Non saprei, non sono nemmeno sicuro che il formato disco sia ancora rilevante nella musica di oggi. In mezzo abbiamo prodotto due EP, che secondo me hanno avuto lo stesso effetto di un intero album: abbiamo pubblicato nuova musica, realizzato tantissimi video, suonato quei brani durante i nostri concerti. Ho avuto modo di collaborare ad alcuni progetti interessanti, con cui raccontare la società contemporanea come mai avrei potuto fare in un album di 10 tracce. Le persone non ascoltano più i dischi come negli anni in cui uscì Mezzanine, e credo che un lavoro come quello che ho fatto con Darren Aronofsky sul cambiamento climatico o con Thom Yorke sull’evasione fiscale nel Regno Unito abbiano riscosso molta più attenzione di quanta ne avrebbe riscossa un album.
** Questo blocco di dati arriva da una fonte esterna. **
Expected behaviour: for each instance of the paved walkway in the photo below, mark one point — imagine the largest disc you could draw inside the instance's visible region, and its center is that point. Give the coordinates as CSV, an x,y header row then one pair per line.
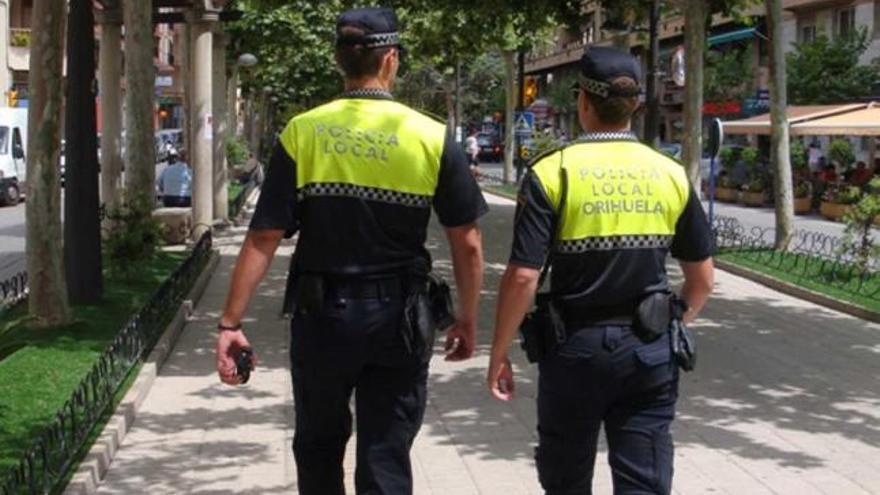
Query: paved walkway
x,y
786,400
E allora perché celebrare i vent’anni di Mezzanine? Qual è il significato di questo tour?
Con questo tour abbiamo deciso di realizzare qualcosa di completamente diverso da tutto ciò che avevamo fatto finora. Vogliamo raccontare come il mondo sia cambiato in questi vent’anni e come ciò di cui parlavamo nelle nostre canzoni abbia preso forma nella società attuale. Non si tratta di un’operazione nostalgica, ma di scavare quell’album nel suo dna: un viaggio anzitutto dentro i suoni e le atmosfere che lo compongono, ed è per questa ragione che sul palco porteremo anche i brani da cui estrassi i campioni per le canzoni di Mezzanine. È come se fossimo intrappolati in un loop temporale, da cui dobbiamo trovare il modo di uscire riflettendo su chi eravamo e cosa siamo diventati. Queste sono le domande che faremo a noi stessi e al pubblico, queste credo siano le ragioni per cui questo tour è interessante.

Hai suonato a Milano, città che ospita una mostra su Banksy. Sei passato a vederla? Sarebbe stato il colpo definitivo per chi pensa che dietro la bomboletta più ricercata della street art ci sia tu. 
Per fortuna ho una certa età e ho già visto tutti quei lavori (ride). Nell’arte contemporanea ogni artista è obbligato a diventare una merce se vuole fare carriera, e penso sia piuttosto buffo come stiano cercando di trasformare in un prodotto di consumo le opere di chi ha sempre dimostrato che il mercato dell’arte è obsoleto. Forse credono che basti mettere i lavori di Banksy dentro gallerie a pagamento per annullarne il messaggio, ma penso che così facendo amplificano soltanto il messaggio e danno risalto a un artista che ha sempre preso in giro chi vede le opere esclusivamente come un bene di consumo. È piuttosto divertente come le gallerie decidano volontariamente di essere prese per il culo.